Bisnis.com, JAKARTA — Tren melambatnya inflasi komponen inti secara tahunan sejak Mei 2025 di tengah inflasi umum yang justru melesat, menjadi sinyal dan bukti bahwa daya beli masyarakat saat ini belum sepenuhnya pulih.
Sekalipun pemerintah klaim bahwa daya beli mulai membaik, tetapi data berkata lain. Badan Pusat Statistik (BPS) mencatat inflasi inti pada Juli 2025 sebesar 2,32% year on year (YoY). Angka tersebut lebih rendah dari periode Juni yang sebesar 2,37% maupun Mei yang sebesar 2,40%, bahkan dari April yang mencapai 2,50%.
Kepala Pusat Makroekonomi dan Keuangan Institute for Development of Economics and Finance (Indef) M. Rizal Taufikurahman menilai pelemahan inflasi inti secara tahunan dalam tiga bulan terakhir menunjukkan indikasi mulai melemahnya tekanan permintaan domestik struktural.
Padahal di awal tahun, inflasi inti sempat tinggi karena dorongan konsumsi pascaLebaran, kenaikan harga jasa, serta ekspektasi pasar terhadap insentif fiskal dan kebijakan upah.
“Namun ketika inflasi inti justru turun di saat yang sama inflasi umum merangkak naik, ini menandakan bahwa tekanan harga yang terjadi bukan bersumber dari penguatan permintaan, tapi dari sisi suplai yang menegang terutama pangan dan energi,” ujarnya, Minggu (3/8/2025).
Menurutnya, kondisi ini mencerminkan terjadinya divergensi daya beli masyarakat bawah tertekan oleh kenaikan harga kebutuhan pokok, sementara kelompok menengah ke atas justru cenderung menahan konsumsi barang dan jasa non-esensial. Artinya, konsumsi masyarakat berjalan, tapi tidak mengarah pada perbaikan kualitas permintaan.
Baca Juga
Rizal mengkhawatirkan apabila tren ini berlanjut, maka dalam jangka pendek kita justru menghadapi risiko dual pressure alias tekanan ganda. Di mana harga pangan tetap tinggi, tetapi daya dorong konsumsi domestik mulai melemah.
Pasalnya, BPS menunjukkan bahwa inflasi secara umum yang sebesar 2,37%, naik dari 1,87% pada bulan sebelumnya, lebih diakibatkan meningkatnya harga pangan, bukan pulihnya daya beli yang tercermin dalam komponen inti.
Kepala Ekonom PT Bank Permata Tbk. (BNLI) Josua Pardede menuturkan bahwa secara keseluruhan, tren pelemahan inflasi inti menunjukkan bahwa daya beli masyarakat dan aktivitas ekonomi domestik masih berada di bawah potensinya.

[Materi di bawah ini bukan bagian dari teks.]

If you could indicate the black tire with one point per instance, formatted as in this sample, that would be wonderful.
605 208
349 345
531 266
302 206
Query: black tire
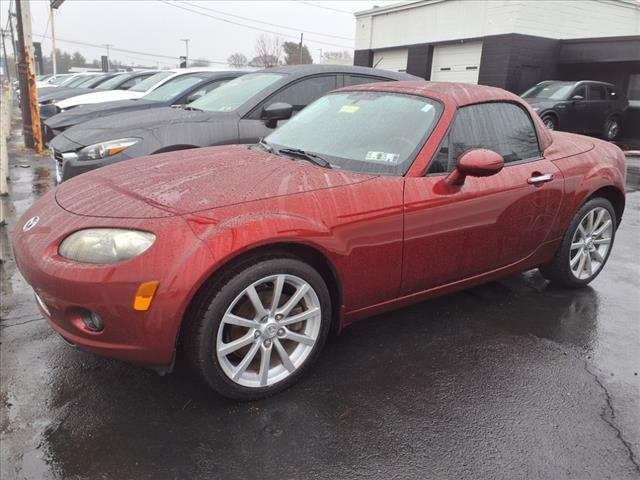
558 270
201 330
550 121
612 128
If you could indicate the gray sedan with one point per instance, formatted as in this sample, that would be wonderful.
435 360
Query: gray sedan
241 111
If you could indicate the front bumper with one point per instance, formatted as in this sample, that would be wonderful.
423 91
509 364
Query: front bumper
67 288
68 166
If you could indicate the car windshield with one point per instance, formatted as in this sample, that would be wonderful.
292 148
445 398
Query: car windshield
174 87
150 82
96 80
74 82
60 79
553 91
232 95
370 132
114 82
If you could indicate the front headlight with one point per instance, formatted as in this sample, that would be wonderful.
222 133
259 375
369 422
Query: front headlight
105 245
106 149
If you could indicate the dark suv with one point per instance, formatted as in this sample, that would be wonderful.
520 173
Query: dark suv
581 107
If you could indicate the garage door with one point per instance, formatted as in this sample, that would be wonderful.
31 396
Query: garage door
395 59
456 63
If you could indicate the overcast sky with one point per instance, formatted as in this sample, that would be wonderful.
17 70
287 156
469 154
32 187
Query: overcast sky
155 26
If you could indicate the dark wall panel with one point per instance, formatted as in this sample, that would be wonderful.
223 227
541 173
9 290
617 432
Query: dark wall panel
516 62
363 58
419 60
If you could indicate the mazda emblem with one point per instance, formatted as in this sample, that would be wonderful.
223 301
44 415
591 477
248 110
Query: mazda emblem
32 222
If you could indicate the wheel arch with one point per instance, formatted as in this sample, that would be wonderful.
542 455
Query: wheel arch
310 254
613 195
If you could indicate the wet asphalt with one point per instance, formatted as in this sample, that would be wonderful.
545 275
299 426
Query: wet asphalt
514 379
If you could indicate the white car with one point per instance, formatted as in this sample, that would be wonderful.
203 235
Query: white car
137 91
61 80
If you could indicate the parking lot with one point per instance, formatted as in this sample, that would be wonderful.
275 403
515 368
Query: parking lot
514 379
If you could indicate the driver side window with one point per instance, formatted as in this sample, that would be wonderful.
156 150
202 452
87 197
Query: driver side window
581 90
502 127
301 93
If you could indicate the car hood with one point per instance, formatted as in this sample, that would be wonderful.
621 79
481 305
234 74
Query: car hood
130 124
189 181
99 97
542 102
85 113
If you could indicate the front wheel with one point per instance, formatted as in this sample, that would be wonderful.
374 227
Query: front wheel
550 122
585 246
261 329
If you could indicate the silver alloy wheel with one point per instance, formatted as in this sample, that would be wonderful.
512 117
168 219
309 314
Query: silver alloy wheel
590 243
612 129
278 316
549 123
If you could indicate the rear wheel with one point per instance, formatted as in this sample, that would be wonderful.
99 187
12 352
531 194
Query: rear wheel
585 247
612 128
261 329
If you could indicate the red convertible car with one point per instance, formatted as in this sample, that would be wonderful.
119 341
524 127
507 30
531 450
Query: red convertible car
244 258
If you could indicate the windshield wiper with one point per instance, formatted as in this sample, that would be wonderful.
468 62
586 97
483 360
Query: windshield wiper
311 157
264 144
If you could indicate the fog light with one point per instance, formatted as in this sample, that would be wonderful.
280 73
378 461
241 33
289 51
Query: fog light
92 321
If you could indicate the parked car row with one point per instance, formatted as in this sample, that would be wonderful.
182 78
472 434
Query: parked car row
348 191
228 110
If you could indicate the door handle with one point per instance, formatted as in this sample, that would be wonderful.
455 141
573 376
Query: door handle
539 178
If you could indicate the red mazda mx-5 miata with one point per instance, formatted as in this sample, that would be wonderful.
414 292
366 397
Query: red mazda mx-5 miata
243 258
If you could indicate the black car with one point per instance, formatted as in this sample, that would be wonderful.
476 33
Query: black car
241 111
122 81
177 91
47 95
583 107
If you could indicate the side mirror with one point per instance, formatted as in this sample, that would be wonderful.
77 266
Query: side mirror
193 97
478 162
276 111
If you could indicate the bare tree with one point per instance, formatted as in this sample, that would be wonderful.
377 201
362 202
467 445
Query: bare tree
199 62
267 50
238 60
343 57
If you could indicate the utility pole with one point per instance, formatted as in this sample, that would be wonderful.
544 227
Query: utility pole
3 33
13 41
186 56
108 58
53 42
300 61
26 67
54 5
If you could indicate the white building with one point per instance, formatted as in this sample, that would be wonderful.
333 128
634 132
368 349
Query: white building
512 44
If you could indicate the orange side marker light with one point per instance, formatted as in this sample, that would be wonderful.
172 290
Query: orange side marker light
144 295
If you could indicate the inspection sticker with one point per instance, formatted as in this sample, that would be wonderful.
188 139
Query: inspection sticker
349 109
383 157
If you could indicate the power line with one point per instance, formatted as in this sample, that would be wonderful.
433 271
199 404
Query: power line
250 26
325 7
265 23
135 52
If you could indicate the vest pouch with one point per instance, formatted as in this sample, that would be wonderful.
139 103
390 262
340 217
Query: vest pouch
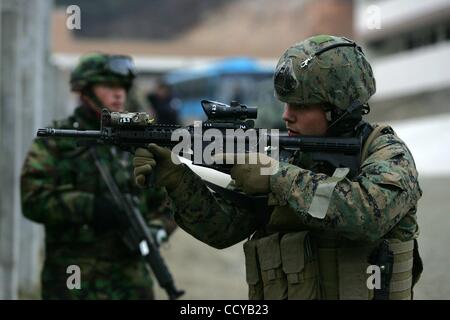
299 266
402 272
252 269
273 277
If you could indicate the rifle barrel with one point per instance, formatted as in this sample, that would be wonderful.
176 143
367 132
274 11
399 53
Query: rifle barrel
52 132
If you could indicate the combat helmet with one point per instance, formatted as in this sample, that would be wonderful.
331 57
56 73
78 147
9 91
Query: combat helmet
327 70
102 68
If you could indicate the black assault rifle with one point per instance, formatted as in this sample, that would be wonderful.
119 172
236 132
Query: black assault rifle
129 131
233 123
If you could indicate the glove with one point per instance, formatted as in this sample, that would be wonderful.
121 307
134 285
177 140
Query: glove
157 160
253 178
106 215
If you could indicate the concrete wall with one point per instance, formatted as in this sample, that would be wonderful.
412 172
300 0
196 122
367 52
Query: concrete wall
25 77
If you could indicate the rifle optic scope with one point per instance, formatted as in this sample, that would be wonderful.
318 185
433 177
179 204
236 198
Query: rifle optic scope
220 111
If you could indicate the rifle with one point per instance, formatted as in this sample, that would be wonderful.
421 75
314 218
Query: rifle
136 234
129 131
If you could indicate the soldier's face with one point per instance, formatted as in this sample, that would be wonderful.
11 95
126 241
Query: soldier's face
307 120
111 96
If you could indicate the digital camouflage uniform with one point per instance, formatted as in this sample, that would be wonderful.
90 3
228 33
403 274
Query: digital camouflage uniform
59 185
324 227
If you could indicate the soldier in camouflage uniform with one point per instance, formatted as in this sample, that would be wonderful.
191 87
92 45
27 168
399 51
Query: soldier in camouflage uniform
62 189
326 231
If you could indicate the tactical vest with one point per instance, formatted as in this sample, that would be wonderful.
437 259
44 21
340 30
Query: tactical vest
287 261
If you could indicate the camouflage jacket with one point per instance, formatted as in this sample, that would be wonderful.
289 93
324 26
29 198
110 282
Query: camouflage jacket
380 202
59 183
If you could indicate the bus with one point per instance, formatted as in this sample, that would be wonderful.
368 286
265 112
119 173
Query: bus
239 79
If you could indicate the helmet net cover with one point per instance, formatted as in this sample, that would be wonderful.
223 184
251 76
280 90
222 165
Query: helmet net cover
102 68
324 70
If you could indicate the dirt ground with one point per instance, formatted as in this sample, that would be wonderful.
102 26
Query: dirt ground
208 273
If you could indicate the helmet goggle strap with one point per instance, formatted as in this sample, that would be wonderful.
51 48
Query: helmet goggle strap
344 121
327 48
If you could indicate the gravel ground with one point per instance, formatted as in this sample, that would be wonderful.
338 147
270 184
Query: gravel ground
208 273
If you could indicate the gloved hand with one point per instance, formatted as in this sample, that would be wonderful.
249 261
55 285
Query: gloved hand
252 178
158 232
106 215
158 161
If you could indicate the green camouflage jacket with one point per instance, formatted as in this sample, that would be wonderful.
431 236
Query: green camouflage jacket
59 183
380 202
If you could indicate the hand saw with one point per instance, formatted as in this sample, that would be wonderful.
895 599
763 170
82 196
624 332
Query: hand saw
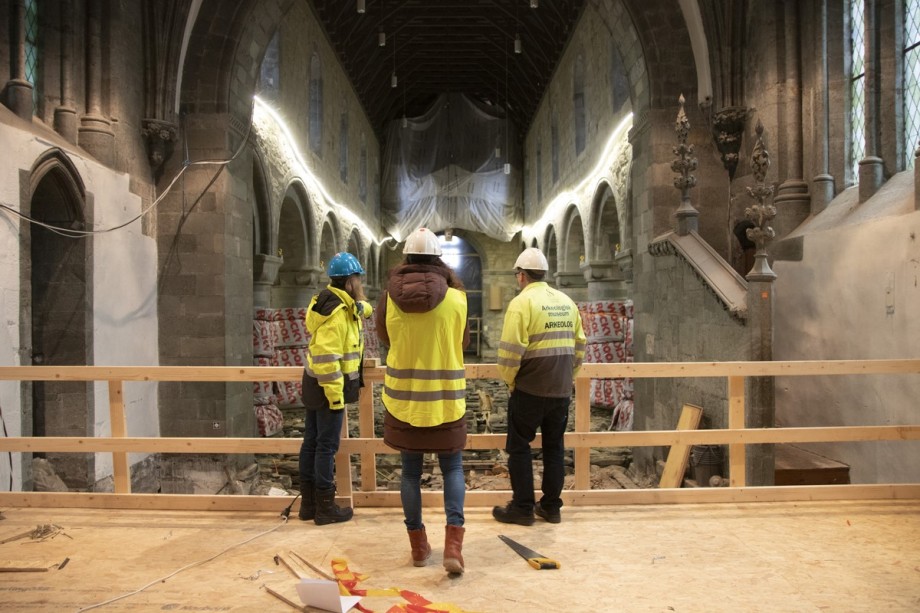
533 558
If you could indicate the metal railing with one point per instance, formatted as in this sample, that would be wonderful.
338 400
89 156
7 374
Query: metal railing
367 446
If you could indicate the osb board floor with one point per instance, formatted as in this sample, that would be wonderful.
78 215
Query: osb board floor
812 556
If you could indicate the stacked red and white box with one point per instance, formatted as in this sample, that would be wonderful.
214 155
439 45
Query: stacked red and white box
291 328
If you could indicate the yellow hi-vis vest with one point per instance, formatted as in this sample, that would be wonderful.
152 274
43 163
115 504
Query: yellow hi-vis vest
425 381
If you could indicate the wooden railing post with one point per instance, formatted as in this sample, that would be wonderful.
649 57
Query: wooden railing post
121 471
736 453
343 467
582 424
366 428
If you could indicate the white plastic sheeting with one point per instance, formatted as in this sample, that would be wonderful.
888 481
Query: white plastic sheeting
442 171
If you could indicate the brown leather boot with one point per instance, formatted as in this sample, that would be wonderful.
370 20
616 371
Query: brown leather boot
421 550
453 543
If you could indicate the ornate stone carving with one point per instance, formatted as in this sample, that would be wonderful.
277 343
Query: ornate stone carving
727 130
762 212
160 138
684 165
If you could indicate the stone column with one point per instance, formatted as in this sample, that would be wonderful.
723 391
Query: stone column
822 184
65 115
792 200
265 272
687 216
871 167
917 179
18 89
761 402
95 134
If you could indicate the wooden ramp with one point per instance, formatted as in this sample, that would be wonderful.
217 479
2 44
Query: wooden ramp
796 556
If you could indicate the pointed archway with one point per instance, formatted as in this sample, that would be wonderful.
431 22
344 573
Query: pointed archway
57 279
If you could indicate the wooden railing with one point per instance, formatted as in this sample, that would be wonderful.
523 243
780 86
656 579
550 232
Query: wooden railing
367 446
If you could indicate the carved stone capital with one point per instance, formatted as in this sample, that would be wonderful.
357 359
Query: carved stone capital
160 137
727 130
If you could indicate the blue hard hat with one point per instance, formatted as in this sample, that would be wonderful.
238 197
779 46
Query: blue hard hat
344 264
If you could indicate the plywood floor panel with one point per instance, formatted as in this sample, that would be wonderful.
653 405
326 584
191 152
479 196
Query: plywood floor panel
823 556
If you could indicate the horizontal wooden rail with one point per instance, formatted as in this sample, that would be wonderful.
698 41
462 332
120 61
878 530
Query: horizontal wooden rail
582 440
646 438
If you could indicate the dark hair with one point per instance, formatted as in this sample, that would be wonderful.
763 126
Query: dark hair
433 260
338 282
534 275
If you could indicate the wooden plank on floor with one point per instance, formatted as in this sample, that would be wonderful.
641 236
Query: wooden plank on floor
679 455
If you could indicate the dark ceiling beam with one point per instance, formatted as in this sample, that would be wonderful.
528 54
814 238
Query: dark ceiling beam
459 46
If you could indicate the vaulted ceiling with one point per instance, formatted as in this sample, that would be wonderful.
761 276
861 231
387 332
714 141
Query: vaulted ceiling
440 46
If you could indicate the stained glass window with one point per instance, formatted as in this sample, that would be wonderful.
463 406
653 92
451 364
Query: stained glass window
32 50
316 104
857 86
911 80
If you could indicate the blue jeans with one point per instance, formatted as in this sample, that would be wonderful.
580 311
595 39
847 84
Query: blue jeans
526 413
322 430
410 488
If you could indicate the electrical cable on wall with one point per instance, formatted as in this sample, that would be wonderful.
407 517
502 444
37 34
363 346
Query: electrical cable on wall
10 453
73 233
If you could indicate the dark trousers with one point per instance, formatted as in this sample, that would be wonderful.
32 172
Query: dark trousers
526 413
322 431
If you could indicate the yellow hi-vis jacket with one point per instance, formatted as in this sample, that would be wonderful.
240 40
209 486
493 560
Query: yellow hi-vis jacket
543 342
336 325
425 381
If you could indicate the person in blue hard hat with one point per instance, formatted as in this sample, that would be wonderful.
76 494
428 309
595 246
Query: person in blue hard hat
332 378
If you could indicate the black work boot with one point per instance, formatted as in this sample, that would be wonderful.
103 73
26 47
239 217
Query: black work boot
327 512
510 514
307 502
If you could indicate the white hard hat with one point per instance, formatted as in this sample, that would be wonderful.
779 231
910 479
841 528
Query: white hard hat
422 242
532 259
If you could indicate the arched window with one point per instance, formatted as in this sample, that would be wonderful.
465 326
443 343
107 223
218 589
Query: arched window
32 50
316 104
857 78
554 148
619 84
270 71
539 172
911 80
578 104
362 171
343 146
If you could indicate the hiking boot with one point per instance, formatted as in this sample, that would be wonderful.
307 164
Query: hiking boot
510 514
453 545
553 517
421 550
327 512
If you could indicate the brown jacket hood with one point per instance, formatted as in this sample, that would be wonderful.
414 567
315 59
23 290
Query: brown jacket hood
418 288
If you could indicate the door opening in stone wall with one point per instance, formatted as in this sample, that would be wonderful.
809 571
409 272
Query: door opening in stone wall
463 258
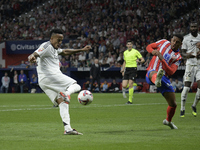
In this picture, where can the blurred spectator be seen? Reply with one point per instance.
(105, 62)
(15, 81)
(114, 86)
(34, 83)
(22, 81)
(105, 87)
(5, 80)
(173, 84)
(179, 86)
(82, 59)
(102, 48)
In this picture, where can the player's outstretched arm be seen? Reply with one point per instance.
(32, 58)
(73, 51)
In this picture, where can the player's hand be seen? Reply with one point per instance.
(190, 55)
(198, 45)
(87, 48)
(198, 53)
(160, 56)
(32, 58)
(155, 52)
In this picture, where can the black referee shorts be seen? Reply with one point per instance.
(130, 73)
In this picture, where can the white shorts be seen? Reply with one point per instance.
(191, 73)
(53, 84)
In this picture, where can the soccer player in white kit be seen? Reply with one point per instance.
(190, 51)
(57, 86)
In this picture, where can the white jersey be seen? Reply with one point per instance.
(189, 43)
(48, 62)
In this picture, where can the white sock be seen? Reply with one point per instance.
(64, 113)
(184, 97)
(73, 88)
(124, 90)
(197, 97)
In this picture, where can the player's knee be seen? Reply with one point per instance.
(77, 87)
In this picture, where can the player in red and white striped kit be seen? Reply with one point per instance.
(164, 63)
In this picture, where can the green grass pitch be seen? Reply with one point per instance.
(29, 122)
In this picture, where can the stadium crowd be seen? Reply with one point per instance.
(106, 25)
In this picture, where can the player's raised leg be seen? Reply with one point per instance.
(156, 77)
(64, 113)
(196, 100)
(171, 100)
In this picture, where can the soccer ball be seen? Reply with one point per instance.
(85, 97)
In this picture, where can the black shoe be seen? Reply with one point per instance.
(194, 111)
(129, 102)
(182, 114)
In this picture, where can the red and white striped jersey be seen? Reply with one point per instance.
(171, 60)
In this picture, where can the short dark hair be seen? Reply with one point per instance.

“[Ini] mencerminkan moderasi pada daya beli masyarakat serta pelemahan aktivitas konsumsi rumah tangga secara umum, yang dapat disebabkan oleh perlambatan ekonomi domestik atau sentimen konsumen yang menurun,” jelasnya.
Menurutnya, kondisi ini menciptakan dinamika yang menarik, sementara inflasi umum naik karena faktor jangka pendek yang cenderung bergejolak dan bersifat sementara, inflasi inti justru turun karena melambatnya permintaan yang lebih struktural.
Kebijakan Moneter jadi Kompleks
Baik Rizal maupun Josua sepakat bahwa situasi ini menjadi sinyal kompleks bagi kebijakan moneter. Di satu sisi, inflasi umum yang naik menahan ruang pelonggaran suku bunga. Namun, di sisi lain, inflasi inti yang turun bisa terbaca sebagai tanda bahwa fundamental permintaan belum sepenuhnya pulih.
Maklum, tugas Bank Indonesia selain menjaga stabilitas rupiah, ikut serta dalam menjaga inflasi sesuai dalam sasaran 1,5%—3,5%.
Rizal dari Indef melihat skenario “suku bunga tinggi dalam waktu lebih lama” (higher for longer) berpeluang dipertahankan, sambil menanti kestabilan harga dari sisi pasokan khususnya pangan dan energi sebelum otoritas mengambil langkah akomodatif.
Sementara Josua menyampaikan bahwa situasi ini menandakan ruang pelonggaran kebijakan moneter masih terbuka, terutama jika tekanan harga yang berasal dari komponen volatile dapat dikendalikan secara efektif.
Oleh karena itu, kebijakan makroekonomi harus fokus pada peningkatan konsumsi domestik melalui stimulus fiskal maupun pelonggaran moneter secara selektif.
“Sekaligus memastikan bahwa tekanan harga dari sisi suplai, terutama bahan pangan, tetap terkendali guna menghindari tekanan inflasi umum yang berlebihan,” tuturnya.